For a year, LePage rebuffed calls for another nominee and shuffled people through the position for temporary stints, all while his original nominee, William Beardsley, ran the department on a de facto basis. That drew continuous fire from legislators, the teachers union and public school advocates.
“Public schools need solid, qualified leadership now more than ever due to the changing demands placed on educators,” Lois Kilby-Chesley, president of the Maine Education Association, said when LePage named Debra Plowman temporary deputy education commissioner in May 2016. “Appointing someone to the post of education commissioner shouldn’t be a shuffle of the deck to see which card lands on top.”
When Beardsley resigned for personal reasons in December 2016, LePage announced that Robert Hasson Jr., a former teacher, principal and 20-year superintendent of School Administrative District 51 in the Cumberland area, would take over. In February, LePage nominated Hasson for the permanent post, and Hasson breezed through Senate confirmation with unanimous, bipartisan support.
The job ahead
Less than two weeks into the job, Hasson is tasked with promoting big and bold LePage initiatives that would change the face of public education in Maine. Among the initiatives in LePage’s pending biennial budget proposal is ending state funding for school administrators in a bid to spur school districts to consolidate, implementing a statewide labor contract for teachers to replace negotiations at the local level, repealing and replacing Maine’s school funding formula and scrapping a voter-approved 3 percent surtax on income above $200,000 that would pour more than $150 million a year into public schools.
“I don’t pretend to have all that figured out,” Hasson said during a recent interview in his office, where Stevie Wonder music played softly in the background. “That’s why this needs to be a process with everybody involved.”

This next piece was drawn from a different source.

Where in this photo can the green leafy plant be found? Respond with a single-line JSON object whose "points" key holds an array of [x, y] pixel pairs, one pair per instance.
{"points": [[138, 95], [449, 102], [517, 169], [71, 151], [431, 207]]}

By putting the initiatives into his budget bill, LePage signaled he intends to move quickly and leverage his proposals with the fact that if the overall budget doesn’t pass by the end of June, Maine faces a government shutdown. But Hasson acknowledged that some of the changes are too big to happen all at once.
“My intention with the statewide teacher contract is that there will be a solid beginning to that and that the parties will be actively working on that issue,” he said, adding he is also hoping for legislative approval for more than $10 million over the biennium to fund school consolidation grants.
An insider’s perspective
Republican Sen. Brian Langley of Ellsworth, who co-chairs the Legislature’s Education Committee, said Hasson’s experience will be valuable in negotiations.
“Having someone who understands education policy and has lived it is very, very beneficial,” Langley said. “This governor has put forward some bold initiatives. … Not all of those are meeting with great enthusiasm, but oftentimes it’s the conversation itself that arises that is more important than whatever the initiative is.”
Democratic Rep. Matthea Daughtry of Brunswick, who also serves on the Education Committee, said she doesn’t agree with LePage and Hasson on many issues but that Hasson’s presence will solidify leadership of the department.
“It was so disappointing to see gamesmanship going on with the head of one of the most [important] departments in our state,” she said. “My focus right now is reversing the harmful cuts that are in the governor’s budget. … We’ve already shifted enough onto our local taxpayers, and this budget would overwhelmingly raise our taxes if it were to go through untouched.”
Steven Bailey, president of the Maine School Superintendents Association and superintendent of Damariscotta-area schools, said he knows Hasson is a “knowledgeable, big-picture thinker” who as a former public school insider can speak as a peer to superintendents.
“He does know the inner workings,” said Bailey, whose organization opposes LePage’s proposed shift of administration costs to the local level and supports the increasing state aid to 55 percent of the total cost of public K-12 education. Bailey said most superintendents support those concepts, which makes Hasson’s embracing them noteworthy.
“Some of the positions that have been taken by the governor, as well as have been advocated by the incoming commissioner, I’m a little bit surprised based on his prior history,” Bailey said. “With some of the initiatives that are going on, we’re curious as to how we can talk about things that are important to us and keep that discussion going.”
Conflict points
Hasson said change of the scope LePage is proposing is difficult but that the overall vision is to shift resources to as close to Maine’s students as possible and away from things such as central offices and transportation. He hopes support will come voluntarily.
“The goal is for every one of the 174,000 students in Maine to have the opportunity to have a great teacher with them, at least one, every single day,” Hasson said. “All the efforts that I’m involved with and that the governor is supporting are directed toward that goal.”
Where the Legislature settles when it comes to education remains to be seen. Republicans from the House and Senate, who earlier this year were using softer tones regarding the education surtax approved in Question 2, identified its repeal this week as a “line in the sand” over which the entire $6.8 billion budget proposal depends.
Democrats who have been calling for stronger state funding for education since the 55 percent law was first enacted 13 years ago are similarly unlikely to waver. If that holds true into late June, Hasson will be in the midst of perhaps the biggest challenge of his career.